Hongtao Yu, a postdoctoral fellow in the laboratory of Marc Kirschner, the Carl W. Walter professor of cell biology at Harvard Medical School, and his colleagues used frog (Xenopus) protein sequences as a guide to identify the remaining four human genes in the eight-unit anaphase-promoting complex (APC). The APC's critical role in cell division makes it a perfect target for the fight against cancer, in which cells escape regulation and divide uncontrollably. The findings are published in the February 20 Science.

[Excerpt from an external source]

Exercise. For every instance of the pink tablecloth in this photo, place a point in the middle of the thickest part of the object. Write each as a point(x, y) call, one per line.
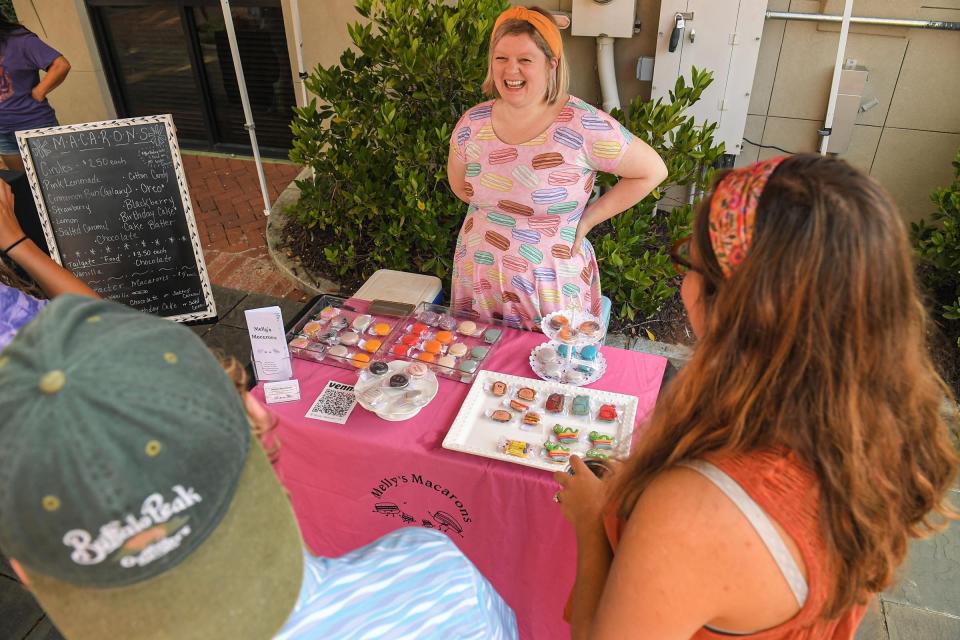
point(350, 484)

APC proteins are activated as the cell progresses through mitosis, but as yet, Kirschner and Yu do not know exactly how they are regulated. However, uncertainty about APC's regulation does not diminish the potential of this multi-subunit complex for anticancer therapeutics. With its seminal role in mitosis, the APC seems to be a perfect site to halt cell division. Like the anticancer drug Taxol that also disrupts mitosis, the advantage with an APC inhibitor would be preferential delivery to rapidly dividing tumor cells. "A lot of normal cells are just not dividing at all," says Yu. These law-abiding noncancerous cells would be invisible to the APC inhibitor, avoiding dangerous side effects that plague many anticancer drugs. The APC complex provides "a whole new set of targets which don't function at all in non-dividing cells," says Kirschner.
For successful cell division -- when the cytoplasmic and genetic contents of a cell are faithfully reproduced in the daughter progeny -- two cycles must be synchronized. The DNA is replicated in one cycle, and the chromosomes divide during mitosis -- the second cycle.